Esse ano que passou eu resolvi, no segundo semestre, deixar de lado a sala de aula, seja como aluno ou como professor. Mais de dez anos lecionando me cansaram para além do que é possível descrever com palavras, e o último semestre desse ano, que agora se esvai rapidamente, eu passei trabalhando para me tornar quem eu realmente quero ser, olhando, para usar a expressão de Neil Gaiman, para aquela montanha lá no horizonte aonde eu desejo chegar. Estranhamente, a despeito de minha decisão de me afastar, de me recolher, fui convidado várias vezes para falar em público, e, a cada uma dessas vezes, me pareceu que a minha máscara de vilão se rachava mais um pouco, o que foi algo inusitado para mim, mas, ao mesmo tempo, havia algo estranho nisso tudo. Em todos os outros meios que eu circulo, seja na política, artes marciais e por aí vai, além de respeitado, sou tido como um sujeito boa praça e, apenas no meio da psicologia junguiana, visto sob este prima negativo, o que, no fundo, é algo deverás cansativo, especialmente quando se está realmente interessado em estudar e pesquisar e não em mise en scène.

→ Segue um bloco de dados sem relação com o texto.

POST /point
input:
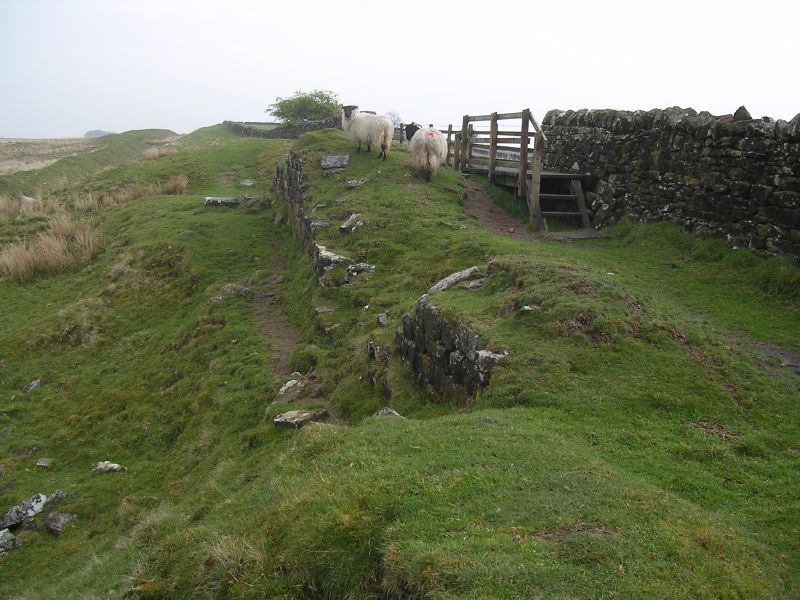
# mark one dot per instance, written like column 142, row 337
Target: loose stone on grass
column 24, row 510
column 105, row 466
column 32, row 386
column 351, row 183
column 232, row 290
column 56, row 522
column 334, row 162
column 454, row 278
column 351, row 224
column 475, row 284
column 388, row 412
column 295, row 419
column 8, row 541
column 289, row 391
column 224, row 201
column 356, row 269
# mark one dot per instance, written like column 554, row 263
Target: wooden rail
column 489, row 151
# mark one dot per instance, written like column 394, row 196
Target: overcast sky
column 70, row 66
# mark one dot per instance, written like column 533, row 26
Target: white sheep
column 367, row 128
column 427, row 147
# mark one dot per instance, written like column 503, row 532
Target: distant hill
column 98, row 133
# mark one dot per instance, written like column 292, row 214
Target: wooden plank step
column 557, row 175
column 582, row 234
column 558, row 197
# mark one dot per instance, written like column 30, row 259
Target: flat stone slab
column 32, row 386
column 352, row 223
column 387, row 412
column 588, row 234
column 232, row 290
column 8, row 541
column 334, row 162
column 56, row 522
column 295, row 419
column 225, row 201
column 105, row 466
column 452, row 279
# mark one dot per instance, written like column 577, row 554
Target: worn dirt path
column 480, row 205
column 271, row 323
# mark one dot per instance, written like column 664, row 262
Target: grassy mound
column 635, row 442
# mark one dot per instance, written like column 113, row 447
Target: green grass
column 594, row 464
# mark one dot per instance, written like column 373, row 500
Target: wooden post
column 522, row 176
column 536, row 174
column 449, row 142
column 470, row 138
column 493, row 147
column 464, row 140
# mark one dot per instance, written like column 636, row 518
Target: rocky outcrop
column 448, row 356
column 290, row 182
column 732, row 175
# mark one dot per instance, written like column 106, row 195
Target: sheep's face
column 411, row 129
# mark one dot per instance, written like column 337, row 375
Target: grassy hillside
column 636, row 442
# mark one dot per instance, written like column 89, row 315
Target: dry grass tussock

Por fim, eu me mudei de meu velho apartamento, mudei-me para o outro lado da cidade, para uma casa grande e confortável, próxima a um bosque e a uma reserva ambiental, onde ainda se pode ouvir os grilos e os pássaros, o que muito me agrada. Ao chegar ao final dessas memórias do ano que finda, creio que falei pouco de muito e muito de muito pouco. Minha dificuldade em colocar as coisas na devida ordem me força a um olhar mais introspectivo do ano, deixando de lado muito do aspecto social e político em que estive envolvido até o pescoço, mas toda a busca é uma busca de si, e o que talvez eu espere encontrar nessas memórias seja uma parte perdida de mim mesmo e que só se pode achar nas reminiscências e em nenhum outro lugar. Fiz muito e muito pouco esse ano, talvez faça mais ou quem sabe menos no próximo, quem pode ao certo dizer o que há de suceder? Especialmente este pobre escritor que quis o destino que estivesse preso ao presente, a este modesto escritor só resta à fantasia e as letras como refúgio, já que não posso me refugiar na ilusão do passado nem na inexistência do futuro só encontro guarida na realidade da fantasia, esta nunca me falha e, logo, não será mais apenas minha.